I was going to review the BBC’s explanation for the cause of the problem in Portugal and analyse it in technical terms, but I decided instead to point out a few “big picture” general truths that the economic crisis nicely highlights.
So, following Ireland and Greece, Portugal is the next euro-based economy to require a bailout. Despite reassurances from Spain’s finance minister that “’of course’ Portugal would be the last eurozone country that needed a debt bail-out”, I think we could be forgiven for taking anything any politician says these days with a mountain of salt. (I couldn’t help but notice the irony that one of the agencies that will be attempting to rescue Portugal is the International Monetary Fund. This is amusing, if you have an eye for acronyms and 60s TV.)
EU Commissioner Ollie Rehn says that there would have to be an “ambitious privatisation programme” to reduce debt. This raises the question of why, since everyone pretty much concedes that private production is the only source of real wealth, the private sector needs any more encouragement to produce and generate tangible assets? Of course, the answer is that the private sector doesn’t need any incentive to operate, it simply requires freedom. Freedom from regulation, restriction, and extortionate taxation. (I oppose taxation on principle, but I am not naive enough to think it can be repealed overnight or entirely in the current political climate.) It is government, with enough controls and rules and regulations to make an obsessive-compulsive look chilled out on cannabis, which stifles and hampers the real source of wealth: the private sector.
As the current global economic meltdown continues, I can’t help but reiterate one of Ayn Rand’s gems regarding wealth and finance which she phrased in the form of a question. I will paraphrase: ‘if the problem is that there isn’t enough money, why doesn’t the government just print more?’ Understanding why it simply doesn’t work this way is to understand what the problem is in the first place, and how we got to this stage. Money, (coins or paper), in a proper economy, represents produced but unconsumed goods. It can represent any goods, but those goods must exist. When you print paper money, without producing any actual goods to back it up, you devalue the existing currency and you devalue savings. This is the source of inflation.
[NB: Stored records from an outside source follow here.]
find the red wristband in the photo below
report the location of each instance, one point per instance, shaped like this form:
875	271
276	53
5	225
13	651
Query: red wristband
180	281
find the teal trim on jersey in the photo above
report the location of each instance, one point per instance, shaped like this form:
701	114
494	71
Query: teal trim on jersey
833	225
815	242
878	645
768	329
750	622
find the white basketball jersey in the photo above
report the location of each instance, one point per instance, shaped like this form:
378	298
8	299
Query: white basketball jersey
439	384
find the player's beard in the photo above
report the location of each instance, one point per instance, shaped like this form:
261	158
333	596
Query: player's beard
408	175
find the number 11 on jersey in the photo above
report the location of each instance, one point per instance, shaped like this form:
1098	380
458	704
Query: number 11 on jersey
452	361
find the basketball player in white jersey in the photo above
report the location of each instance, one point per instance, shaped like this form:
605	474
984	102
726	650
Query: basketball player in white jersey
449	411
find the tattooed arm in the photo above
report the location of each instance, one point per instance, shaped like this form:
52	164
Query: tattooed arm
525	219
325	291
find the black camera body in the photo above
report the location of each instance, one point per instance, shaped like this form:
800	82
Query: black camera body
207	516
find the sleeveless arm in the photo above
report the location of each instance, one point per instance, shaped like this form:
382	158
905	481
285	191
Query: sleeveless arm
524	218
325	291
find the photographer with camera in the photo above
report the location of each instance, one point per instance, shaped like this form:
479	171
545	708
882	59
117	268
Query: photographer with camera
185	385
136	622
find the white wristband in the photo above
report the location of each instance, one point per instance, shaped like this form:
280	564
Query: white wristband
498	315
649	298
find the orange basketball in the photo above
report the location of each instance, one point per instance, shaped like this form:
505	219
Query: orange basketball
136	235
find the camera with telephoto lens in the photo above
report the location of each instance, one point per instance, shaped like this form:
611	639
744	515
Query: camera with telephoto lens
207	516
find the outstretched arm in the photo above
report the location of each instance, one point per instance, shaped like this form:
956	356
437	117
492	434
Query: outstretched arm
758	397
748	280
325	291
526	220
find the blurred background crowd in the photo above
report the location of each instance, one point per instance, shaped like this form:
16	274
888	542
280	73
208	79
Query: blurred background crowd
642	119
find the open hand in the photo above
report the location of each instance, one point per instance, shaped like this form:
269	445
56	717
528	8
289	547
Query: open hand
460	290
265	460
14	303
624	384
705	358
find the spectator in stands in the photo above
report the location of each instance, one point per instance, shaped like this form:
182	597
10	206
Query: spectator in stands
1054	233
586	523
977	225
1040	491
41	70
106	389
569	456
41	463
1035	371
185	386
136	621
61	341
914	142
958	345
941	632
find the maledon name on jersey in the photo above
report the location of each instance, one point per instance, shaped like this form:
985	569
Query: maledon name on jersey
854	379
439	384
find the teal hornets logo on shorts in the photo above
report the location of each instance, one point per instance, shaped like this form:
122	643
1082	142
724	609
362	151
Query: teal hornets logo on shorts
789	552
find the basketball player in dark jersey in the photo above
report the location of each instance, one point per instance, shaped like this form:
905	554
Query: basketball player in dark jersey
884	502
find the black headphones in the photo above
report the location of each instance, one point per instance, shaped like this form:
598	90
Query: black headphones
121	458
Now, as if that wasn’t bad enough, tax is aimed at private citizens and corporations, with the more productive carrying the heaviest tax-burden of all. (Liberals will recite the party line about “the rich should pay more” but there is no good argument for this, and there never has been. It is simply penalising the more productive and successful because they are productive and successful). The money to pay tax is taken from the savings of citizens and the investment capital of corporations. In other words, when times get tough we all tighten our belts; we cut down on the eccentricities and make sure we have just enough to get by. Similarly, corporations make staff redundancies, shut down factories, and donate less capital to research, investment and innovation. So, the private market stagnates, or shrinks, which means fewer jobs, less production, and, as a direct corollary, less actual wealth. Actual wealth is the only thing that keeps an inflated economy above water. Notice the sick irony: in an attempt to solve a problem it created, government raises taxes and bleeds dry the very lifeblood needed to keep a country alive.
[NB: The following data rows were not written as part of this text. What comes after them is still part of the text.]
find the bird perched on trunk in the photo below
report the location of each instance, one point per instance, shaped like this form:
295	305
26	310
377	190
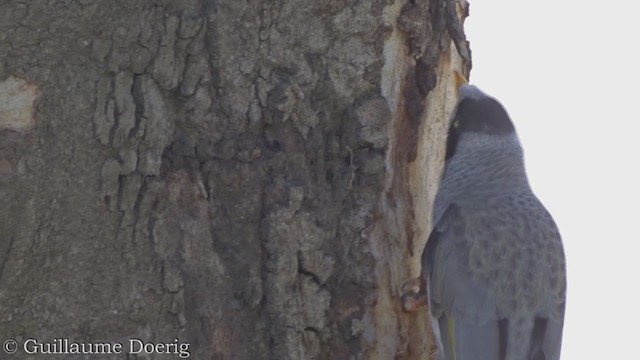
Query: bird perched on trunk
493	266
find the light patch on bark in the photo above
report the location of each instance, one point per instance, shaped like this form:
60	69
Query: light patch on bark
17	102
395	58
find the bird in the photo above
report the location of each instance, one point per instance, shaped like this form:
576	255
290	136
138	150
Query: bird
493	268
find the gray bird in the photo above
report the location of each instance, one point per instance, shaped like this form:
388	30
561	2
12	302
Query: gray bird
494	263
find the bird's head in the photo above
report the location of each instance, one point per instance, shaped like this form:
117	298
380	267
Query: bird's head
477	117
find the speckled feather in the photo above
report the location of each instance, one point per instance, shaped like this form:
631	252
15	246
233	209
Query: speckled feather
495	257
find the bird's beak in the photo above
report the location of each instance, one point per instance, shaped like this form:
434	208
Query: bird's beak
460	80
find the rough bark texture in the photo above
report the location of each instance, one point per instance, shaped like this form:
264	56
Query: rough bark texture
252	177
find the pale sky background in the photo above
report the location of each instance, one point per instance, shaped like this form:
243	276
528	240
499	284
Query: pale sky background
568	74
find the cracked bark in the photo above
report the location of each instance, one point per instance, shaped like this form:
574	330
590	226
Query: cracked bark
254	178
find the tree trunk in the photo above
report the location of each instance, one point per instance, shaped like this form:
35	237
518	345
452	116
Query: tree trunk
253	178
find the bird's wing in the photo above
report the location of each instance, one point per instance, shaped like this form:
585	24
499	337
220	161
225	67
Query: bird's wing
463	309
465	295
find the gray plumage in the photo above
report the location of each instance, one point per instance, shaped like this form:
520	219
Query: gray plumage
494	261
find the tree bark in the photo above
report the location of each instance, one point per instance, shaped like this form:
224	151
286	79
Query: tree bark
252	177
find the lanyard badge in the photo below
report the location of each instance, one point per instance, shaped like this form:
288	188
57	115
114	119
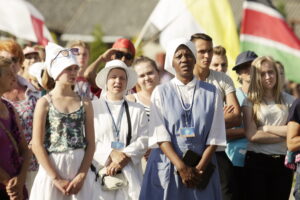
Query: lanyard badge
116	128
188	129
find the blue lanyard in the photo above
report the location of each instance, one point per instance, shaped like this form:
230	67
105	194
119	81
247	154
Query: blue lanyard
116	127
187	110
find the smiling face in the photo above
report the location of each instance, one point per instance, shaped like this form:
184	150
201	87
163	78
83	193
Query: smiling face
82	57
15	61
124	51
219	63
116	82
68	75
183	63
204	53
148	76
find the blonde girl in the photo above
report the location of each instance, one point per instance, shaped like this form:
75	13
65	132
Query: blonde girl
63	133
265	116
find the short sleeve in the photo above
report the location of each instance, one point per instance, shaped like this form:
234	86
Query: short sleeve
228	85
157	130
294	114
217	134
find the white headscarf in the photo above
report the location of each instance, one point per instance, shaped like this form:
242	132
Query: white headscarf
172	47
36	70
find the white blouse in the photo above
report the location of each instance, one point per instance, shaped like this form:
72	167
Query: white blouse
157	130
104	130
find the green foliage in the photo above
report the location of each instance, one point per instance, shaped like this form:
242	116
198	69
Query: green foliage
97	47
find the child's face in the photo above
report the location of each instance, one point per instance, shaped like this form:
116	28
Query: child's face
7	79
36	84
69	75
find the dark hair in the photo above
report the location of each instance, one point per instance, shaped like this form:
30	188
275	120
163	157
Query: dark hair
219	50
144	59
47	81
201	36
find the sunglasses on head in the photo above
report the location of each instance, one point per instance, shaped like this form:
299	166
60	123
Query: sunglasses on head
66	53
14	59
120	54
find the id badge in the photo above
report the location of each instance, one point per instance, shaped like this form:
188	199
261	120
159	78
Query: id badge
187	132
117	145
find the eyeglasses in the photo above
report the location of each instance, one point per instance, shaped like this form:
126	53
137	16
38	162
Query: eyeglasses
66	53
14	59
120	54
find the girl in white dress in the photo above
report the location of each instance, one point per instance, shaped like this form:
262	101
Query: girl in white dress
265	114
63	134
121	129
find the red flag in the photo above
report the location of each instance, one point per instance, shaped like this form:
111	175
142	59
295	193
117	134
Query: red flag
266	32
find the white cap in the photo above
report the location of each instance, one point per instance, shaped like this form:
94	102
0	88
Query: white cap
101	77
36	69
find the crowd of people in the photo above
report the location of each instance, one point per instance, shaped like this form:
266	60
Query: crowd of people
124	127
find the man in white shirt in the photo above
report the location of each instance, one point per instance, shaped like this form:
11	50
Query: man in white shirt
204	47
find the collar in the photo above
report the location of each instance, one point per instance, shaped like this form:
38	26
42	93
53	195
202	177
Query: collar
192	83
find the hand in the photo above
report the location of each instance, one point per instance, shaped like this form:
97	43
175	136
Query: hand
113	168
228	109
264	128
107	55
76	184
147	154
189	176
14	188
61	185
119	158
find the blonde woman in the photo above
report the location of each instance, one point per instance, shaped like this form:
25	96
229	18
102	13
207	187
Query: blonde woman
148	79
265	116
63	133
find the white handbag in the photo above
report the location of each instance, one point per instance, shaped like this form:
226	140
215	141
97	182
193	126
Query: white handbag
112	182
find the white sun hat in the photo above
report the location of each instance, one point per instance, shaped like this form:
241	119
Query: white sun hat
56	62
171	49
36	70
101	77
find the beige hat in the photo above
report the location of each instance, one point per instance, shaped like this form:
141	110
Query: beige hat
29	50
36	70
101	77
56	62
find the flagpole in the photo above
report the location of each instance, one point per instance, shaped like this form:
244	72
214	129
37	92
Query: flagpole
142	33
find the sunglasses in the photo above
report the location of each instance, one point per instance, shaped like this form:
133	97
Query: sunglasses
120	54
14	59
66	53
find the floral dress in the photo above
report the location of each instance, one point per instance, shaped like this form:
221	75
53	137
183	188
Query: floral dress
65	143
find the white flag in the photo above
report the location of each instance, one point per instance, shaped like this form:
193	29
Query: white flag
23	20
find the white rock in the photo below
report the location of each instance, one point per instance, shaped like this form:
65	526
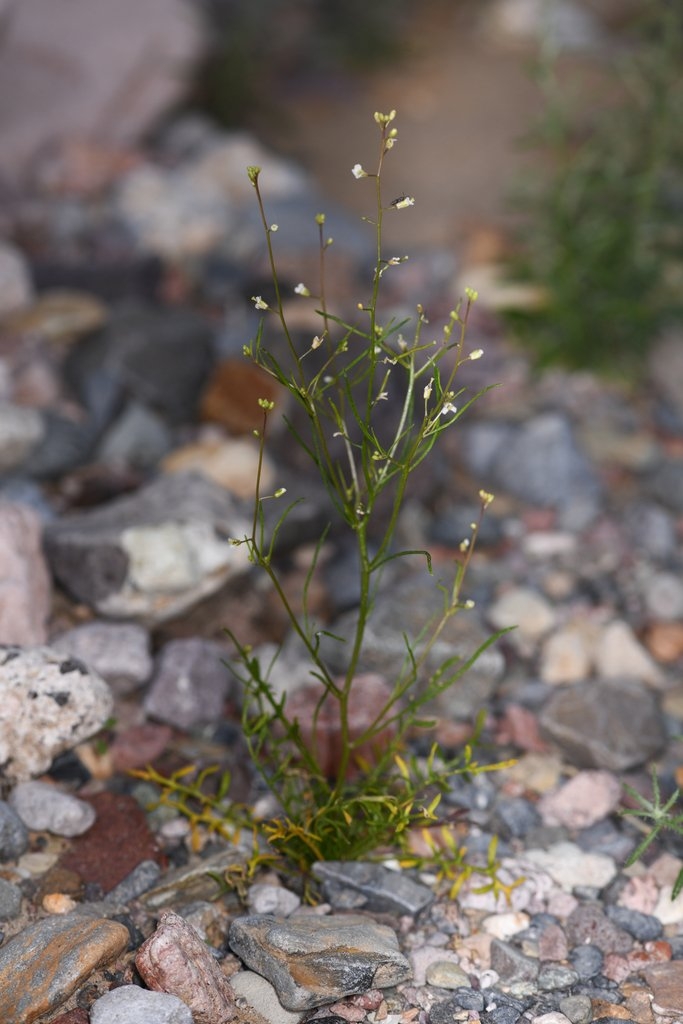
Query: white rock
261	996
47	705
44	808
568	865
620	654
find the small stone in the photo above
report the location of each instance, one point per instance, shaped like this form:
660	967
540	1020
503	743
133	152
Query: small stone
525	609
383	891
592	723
644	927
57	954
25	581
13	834
132	1005
118	651
312	961
569	866
587	798
262	997
587	960
43	807
444	974
578	1008
272	899
174	960
48	704
190	683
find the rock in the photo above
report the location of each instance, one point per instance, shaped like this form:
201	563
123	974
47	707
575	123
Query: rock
313	961
132	1005
617	653
48	705
116	844
569	865
43	807
15	286
274	900
25	582
262	997
587	798
174	960
524	609
13	834
22	430
190	683
117	651
153	554
93	79
542	465
229	463
57	954
382	891
592	723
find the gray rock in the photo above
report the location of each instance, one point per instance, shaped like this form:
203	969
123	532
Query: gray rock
25	582
313	961
48	705
510	964
22	430
413	602
542	464
132	1005
117	651
592	723
57	954
190	684
13	834
140	880
175	960
382	891
43	807
10	900
154	554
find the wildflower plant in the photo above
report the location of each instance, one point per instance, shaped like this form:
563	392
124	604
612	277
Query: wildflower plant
339	380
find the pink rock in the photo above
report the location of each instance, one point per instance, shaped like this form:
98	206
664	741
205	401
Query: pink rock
174	960
587	798
25	582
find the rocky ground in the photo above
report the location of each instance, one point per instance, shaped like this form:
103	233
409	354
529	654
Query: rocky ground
127	460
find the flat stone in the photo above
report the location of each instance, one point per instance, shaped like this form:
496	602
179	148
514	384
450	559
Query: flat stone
25	582
592	723
383	891
132	1005
13	834
174	960
57	954
43	807
48	705
313	961
589	797
118	651
190	683
153	554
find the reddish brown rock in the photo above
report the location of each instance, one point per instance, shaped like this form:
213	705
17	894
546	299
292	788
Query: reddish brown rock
174	960
44	964
116	844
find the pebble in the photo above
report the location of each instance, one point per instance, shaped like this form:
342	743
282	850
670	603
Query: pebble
131	1005
48	704
301	956
58	954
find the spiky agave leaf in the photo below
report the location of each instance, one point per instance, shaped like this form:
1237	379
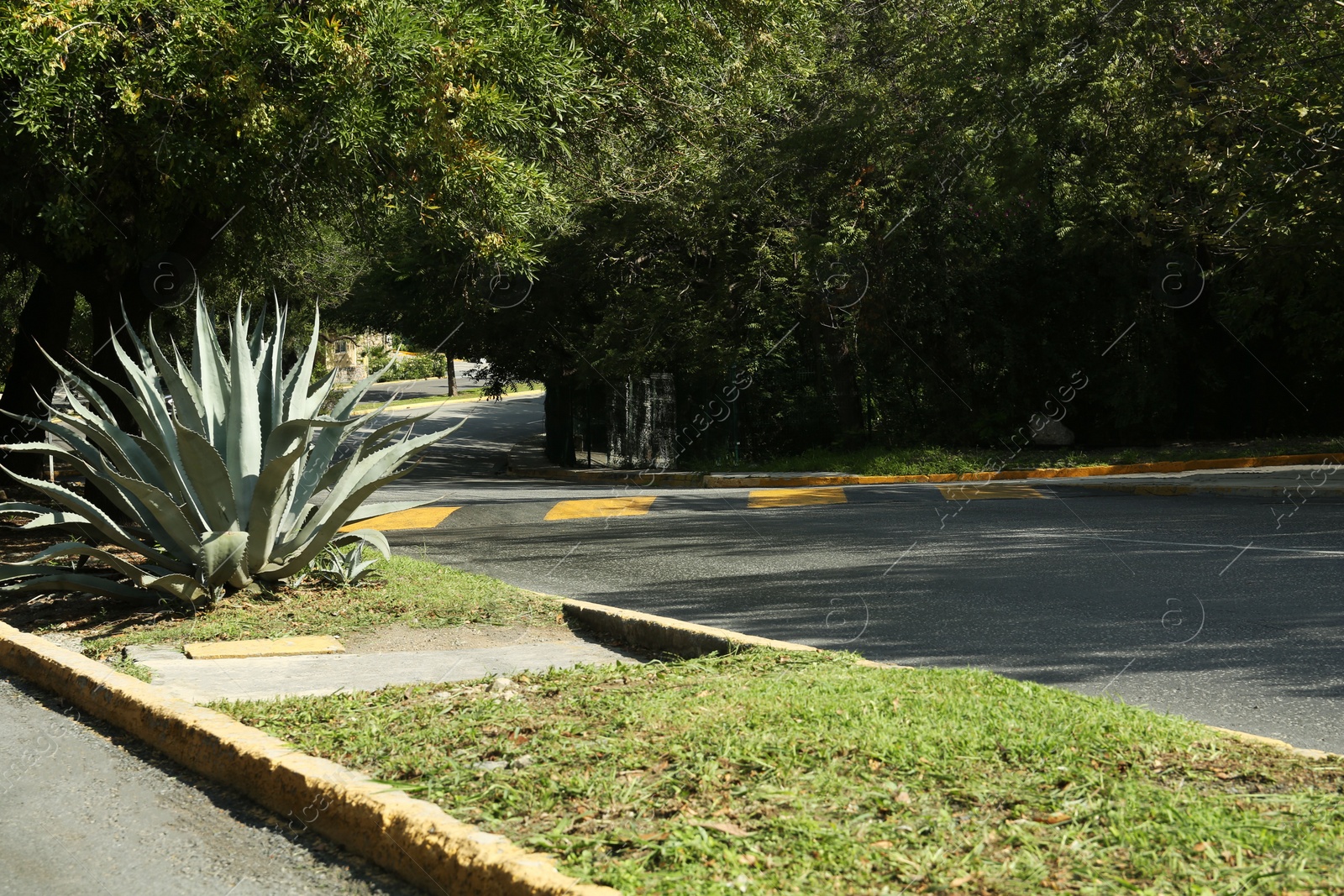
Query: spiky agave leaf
230	477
This is why the economies of the world are falling apart: mixed, planned, or in plain old terms socialist schemes are ruining the market, just as they have done throughout history. And yet, time and time, our intellectuals and politicians, despite paying lip-service to capitalism, even recognising that only the private sector can save us, refuse to give up their bloated powerful positions and public sector schemes. Socialism is so obviously impractical and destructive, but it is also the means by which politicians amass enormous wealth and power. That is why they will cling to the socialist ship even as it sinks around them.
One final thing I wanted to share is this article: when the government is forced to make public sector cuts, it starts with non-essential personal, which raises the question “if they are nonessential personnel, why are the taxpayers funding their employment to begin with?” It’s so wonderfully eloquent, and it’d be hilarious if pointing out the failed historic evils of Soviet Russia from our higher ground. It’s not so funny when the joke’s on us. At the moment, the “joke” is on Portugal. Spain might very well be next. But I really don’t believe the worst is over.